Personal information
- Date of birth: 9 December 1996 (age 28)
- Place of birth: Inverness, Scotland
- Position: Goalkeeper

Team information
- Current team: Brora Rangers

Youth career
- 2013–2016: Inverness Caledonian Thistle

Senior career*
- Years: Team / Apps / (Gls)
- 2013–2014: → Clachnacuddin (loan)
- 2015–2024: Inverness Caledonian Thistle / 22 / (0)
- 2016: → Elgin City (loan) / 3 / (0)
- 2016–2017: → Elgin City (loan) / 15 / (0)
- 2017: → Brora Rangers (loan)
- 2018: → Brora Rangers (loan)
- 2018–2019: → Rothes (loan) / 13 / (0)
- 2024–: Brora Rangers

= Cameron Mackay =

Scottish footballer

Cameron "Cammy" Mackay (born 9 December 1996) is a Scottish footballer who plays as a goalkeeper for club Brora Rangers.

==Career==
He made his debut for Inverness Caledonian Thistle in May 2015, coming on as a late substitute for Ryan Esson, in a game against Celtic at Parkhead.
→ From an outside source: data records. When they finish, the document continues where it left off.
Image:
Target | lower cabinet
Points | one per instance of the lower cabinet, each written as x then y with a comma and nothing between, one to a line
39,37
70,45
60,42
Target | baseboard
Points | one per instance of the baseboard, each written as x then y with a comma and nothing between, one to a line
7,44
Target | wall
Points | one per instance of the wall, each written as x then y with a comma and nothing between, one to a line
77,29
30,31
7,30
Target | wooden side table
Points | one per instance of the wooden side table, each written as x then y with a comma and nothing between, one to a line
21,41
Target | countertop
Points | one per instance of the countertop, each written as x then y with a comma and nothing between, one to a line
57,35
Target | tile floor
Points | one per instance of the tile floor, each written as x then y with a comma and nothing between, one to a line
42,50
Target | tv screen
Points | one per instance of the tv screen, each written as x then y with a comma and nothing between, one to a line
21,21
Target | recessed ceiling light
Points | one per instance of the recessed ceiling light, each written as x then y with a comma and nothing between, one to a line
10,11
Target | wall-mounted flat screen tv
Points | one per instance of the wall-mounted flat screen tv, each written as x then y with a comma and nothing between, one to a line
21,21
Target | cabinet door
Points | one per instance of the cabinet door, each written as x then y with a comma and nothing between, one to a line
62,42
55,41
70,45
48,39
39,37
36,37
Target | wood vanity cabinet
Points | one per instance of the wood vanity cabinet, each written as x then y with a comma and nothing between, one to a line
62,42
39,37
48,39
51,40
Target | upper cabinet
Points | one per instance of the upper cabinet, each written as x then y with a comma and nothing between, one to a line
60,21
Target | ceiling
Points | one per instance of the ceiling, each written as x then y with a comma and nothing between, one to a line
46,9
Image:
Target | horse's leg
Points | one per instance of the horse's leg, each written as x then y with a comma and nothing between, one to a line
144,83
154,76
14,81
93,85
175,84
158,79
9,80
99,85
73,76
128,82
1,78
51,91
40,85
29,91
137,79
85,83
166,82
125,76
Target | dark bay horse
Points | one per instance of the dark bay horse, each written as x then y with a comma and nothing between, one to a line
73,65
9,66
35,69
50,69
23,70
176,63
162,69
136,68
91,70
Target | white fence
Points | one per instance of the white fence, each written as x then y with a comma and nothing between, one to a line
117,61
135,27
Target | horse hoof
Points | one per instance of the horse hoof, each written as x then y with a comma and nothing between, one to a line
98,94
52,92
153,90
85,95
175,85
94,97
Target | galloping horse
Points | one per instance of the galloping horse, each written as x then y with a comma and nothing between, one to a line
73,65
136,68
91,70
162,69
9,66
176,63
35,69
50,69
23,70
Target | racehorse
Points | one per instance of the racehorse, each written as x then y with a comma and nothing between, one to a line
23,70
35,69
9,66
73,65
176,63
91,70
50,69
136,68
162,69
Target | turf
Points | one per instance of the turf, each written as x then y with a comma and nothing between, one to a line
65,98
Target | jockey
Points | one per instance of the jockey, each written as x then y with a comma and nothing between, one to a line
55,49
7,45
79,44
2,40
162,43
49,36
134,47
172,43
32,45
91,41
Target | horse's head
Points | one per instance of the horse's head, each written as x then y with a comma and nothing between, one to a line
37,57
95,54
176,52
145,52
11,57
The following week, he was an unused substitute for Inverness as they won the Scottish Cup Final at Hampden Park.

Mackay was loaned out to Scottish League Two side Elgin City at the start of the 2016–17 season, however, his move was cut short and he returned to Thistle temporarily in September 2016 to provide goalkeeping cover after second-choice keeper Ryan Esson suffered an elbow injury. On 29 October 2016, Mackay made his first league start for Inverness against Hearts after Owain Fôn Williams was injured in the pre-match warm-up. Mackay subsequently returned to Elgin City on loan in December 2016.

Mackay signed a pre-contract deal with Highland League side Brora Rangers after being part of relegated Inverness Caledonian Thistle.